Last week, OpenAI released Sora 2, its most advanced video and audio generation model to date. The Sora 2 and Sora 2 Pro models have been available to consumers through the Sora iOS app, ChatGPT, and Sora.com. At DevDay 2025, OpenAI announced the availability of Sora 2 models via API for developers.
OpenAI claims that Sora 2 models can generate richly detailed, dynamic clips with audio from natural language or images. They also bring a deep understanding of 3D space, motion, and scene continuity to text-to-video generation. The Sora 2 APIs include the following five endpoints:
- Create video: Start a new render job from a prompt, with optional reference inputs or a remix ID.
- Get video status: Retrieve the current state of a render job and monitor its progress.
- Download video: Fetch the finished MP4 once the job is completed.
- List videos: Enumerate your videos with pagination for history, dashboards, or housekeeping.
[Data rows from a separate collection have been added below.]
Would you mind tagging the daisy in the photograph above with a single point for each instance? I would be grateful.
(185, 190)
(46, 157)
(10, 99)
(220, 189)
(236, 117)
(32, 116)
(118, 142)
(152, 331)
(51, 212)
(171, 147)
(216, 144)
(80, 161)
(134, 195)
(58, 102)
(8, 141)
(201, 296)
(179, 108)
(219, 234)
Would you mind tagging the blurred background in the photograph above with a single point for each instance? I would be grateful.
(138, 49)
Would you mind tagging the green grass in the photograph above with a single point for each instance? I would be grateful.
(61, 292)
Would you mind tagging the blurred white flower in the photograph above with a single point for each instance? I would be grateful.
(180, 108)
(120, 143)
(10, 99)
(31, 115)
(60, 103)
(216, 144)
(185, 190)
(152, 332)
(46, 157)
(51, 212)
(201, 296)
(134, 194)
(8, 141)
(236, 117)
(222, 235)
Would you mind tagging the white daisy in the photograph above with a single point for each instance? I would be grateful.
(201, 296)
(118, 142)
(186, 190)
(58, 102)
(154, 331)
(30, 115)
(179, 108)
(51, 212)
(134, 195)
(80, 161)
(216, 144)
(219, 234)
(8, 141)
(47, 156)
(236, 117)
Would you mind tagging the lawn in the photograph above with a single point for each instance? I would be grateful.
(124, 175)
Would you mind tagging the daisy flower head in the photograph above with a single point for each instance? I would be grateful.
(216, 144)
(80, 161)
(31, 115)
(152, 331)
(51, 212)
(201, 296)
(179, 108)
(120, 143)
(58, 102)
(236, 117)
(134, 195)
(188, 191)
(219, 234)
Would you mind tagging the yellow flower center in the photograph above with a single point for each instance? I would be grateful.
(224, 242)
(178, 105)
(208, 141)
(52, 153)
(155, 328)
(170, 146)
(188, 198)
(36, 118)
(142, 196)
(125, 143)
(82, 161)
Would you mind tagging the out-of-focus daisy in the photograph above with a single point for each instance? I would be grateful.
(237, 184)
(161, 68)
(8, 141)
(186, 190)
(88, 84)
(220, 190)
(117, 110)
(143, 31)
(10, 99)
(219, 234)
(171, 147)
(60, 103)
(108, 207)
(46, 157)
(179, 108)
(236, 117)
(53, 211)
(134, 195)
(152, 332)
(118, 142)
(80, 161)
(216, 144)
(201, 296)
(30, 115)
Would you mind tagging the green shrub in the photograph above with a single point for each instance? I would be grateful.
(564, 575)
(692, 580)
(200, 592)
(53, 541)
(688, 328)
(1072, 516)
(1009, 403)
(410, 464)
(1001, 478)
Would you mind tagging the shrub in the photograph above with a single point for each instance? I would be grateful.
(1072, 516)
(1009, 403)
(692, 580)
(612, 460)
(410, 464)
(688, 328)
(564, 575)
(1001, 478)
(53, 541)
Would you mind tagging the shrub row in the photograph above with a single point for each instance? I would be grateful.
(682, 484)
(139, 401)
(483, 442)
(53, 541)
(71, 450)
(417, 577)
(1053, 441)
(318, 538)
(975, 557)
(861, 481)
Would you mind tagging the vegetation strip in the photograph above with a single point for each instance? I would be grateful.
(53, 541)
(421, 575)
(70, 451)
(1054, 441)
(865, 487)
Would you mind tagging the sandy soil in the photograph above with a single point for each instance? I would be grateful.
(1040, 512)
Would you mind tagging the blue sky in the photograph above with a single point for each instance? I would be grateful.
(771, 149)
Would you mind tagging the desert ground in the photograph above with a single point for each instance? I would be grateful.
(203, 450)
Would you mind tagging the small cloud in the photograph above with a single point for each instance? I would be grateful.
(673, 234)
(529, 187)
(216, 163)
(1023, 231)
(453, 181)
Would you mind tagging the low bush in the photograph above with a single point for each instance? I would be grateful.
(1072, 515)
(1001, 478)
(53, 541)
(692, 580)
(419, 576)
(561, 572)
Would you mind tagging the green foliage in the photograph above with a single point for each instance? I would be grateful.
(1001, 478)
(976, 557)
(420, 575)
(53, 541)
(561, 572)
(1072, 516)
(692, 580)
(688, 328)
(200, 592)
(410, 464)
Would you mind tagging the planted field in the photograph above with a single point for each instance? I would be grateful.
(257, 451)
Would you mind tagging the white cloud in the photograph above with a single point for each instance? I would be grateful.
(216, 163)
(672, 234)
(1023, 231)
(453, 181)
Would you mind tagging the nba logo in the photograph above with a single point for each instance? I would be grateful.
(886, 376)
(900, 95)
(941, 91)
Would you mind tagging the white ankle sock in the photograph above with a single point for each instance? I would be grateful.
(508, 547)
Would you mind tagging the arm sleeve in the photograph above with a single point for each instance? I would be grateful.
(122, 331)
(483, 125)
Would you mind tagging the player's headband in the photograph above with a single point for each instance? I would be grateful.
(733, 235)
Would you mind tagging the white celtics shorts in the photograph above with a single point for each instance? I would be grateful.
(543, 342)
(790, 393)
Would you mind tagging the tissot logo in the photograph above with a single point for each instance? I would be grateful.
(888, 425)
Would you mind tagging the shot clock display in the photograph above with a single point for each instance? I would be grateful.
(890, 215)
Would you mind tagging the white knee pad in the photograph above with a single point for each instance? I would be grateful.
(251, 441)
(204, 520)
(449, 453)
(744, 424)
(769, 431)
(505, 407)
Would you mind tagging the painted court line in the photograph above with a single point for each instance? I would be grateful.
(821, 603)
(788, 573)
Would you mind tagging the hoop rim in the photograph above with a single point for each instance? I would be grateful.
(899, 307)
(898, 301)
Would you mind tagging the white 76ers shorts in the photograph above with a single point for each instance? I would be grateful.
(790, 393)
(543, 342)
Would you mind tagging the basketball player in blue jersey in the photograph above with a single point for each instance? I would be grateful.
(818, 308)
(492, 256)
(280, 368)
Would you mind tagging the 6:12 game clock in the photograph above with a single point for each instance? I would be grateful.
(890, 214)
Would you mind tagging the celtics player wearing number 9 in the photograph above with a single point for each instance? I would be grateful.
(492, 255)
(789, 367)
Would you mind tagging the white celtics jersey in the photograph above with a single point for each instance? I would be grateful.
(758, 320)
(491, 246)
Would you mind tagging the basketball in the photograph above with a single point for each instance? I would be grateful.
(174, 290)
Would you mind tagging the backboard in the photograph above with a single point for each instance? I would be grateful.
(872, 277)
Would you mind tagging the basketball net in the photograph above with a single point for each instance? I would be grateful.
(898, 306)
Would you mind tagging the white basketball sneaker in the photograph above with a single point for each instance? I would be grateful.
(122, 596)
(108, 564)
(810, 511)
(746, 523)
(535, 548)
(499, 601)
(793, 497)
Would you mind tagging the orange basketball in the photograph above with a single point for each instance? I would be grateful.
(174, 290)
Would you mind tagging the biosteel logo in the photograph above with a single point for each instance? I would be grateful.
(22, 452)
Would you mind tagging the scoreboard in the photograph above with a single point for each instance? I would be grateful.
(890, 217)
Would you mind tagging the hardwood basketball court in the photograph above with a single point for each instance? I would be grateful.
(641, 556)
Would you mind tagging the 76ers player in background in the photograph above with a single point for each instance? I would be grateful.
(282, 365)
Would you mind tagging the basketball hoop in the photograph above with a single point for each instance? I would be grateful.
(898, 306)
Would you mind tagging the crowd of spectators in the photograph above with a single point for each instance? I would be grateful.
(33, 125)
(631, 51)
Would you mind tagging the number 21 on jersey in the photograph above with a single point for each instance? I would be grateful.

- Delete videos: Remove an individual video ID from OpenAI’s storage.
In order to support a variety of use cases, OpenAI offers two variants of the Sora 2 model. The sora-2 is the affordable model that is designed for speed and flexibility. It is suitable for rapid iteration, concepting, and rough cuts. OpenAI mentioned that Sora 2 is more than sufficient for generating social media content. The sora-2-pro takes longer to render but can generate production-quality output. It is suitable for creating cinematic footage and marketing assets.
The sora-2 model videos are limited to 1280x720 resolution, whereas the sora-2-pro models can generate 1792x1024 resolution content. Both models support landscape and portrait orientation, and clips up to 12 seconds long. OpenAI mentioned that video input and image-to-video of real people (cameo feature) aren"t supported yet via APIs.
The sora-2 model is available for $0.10 per second for 720p videos, while the sora-2-pro will cost $0.30 per second for 720p videos and $0.50 per second for 1024p videos.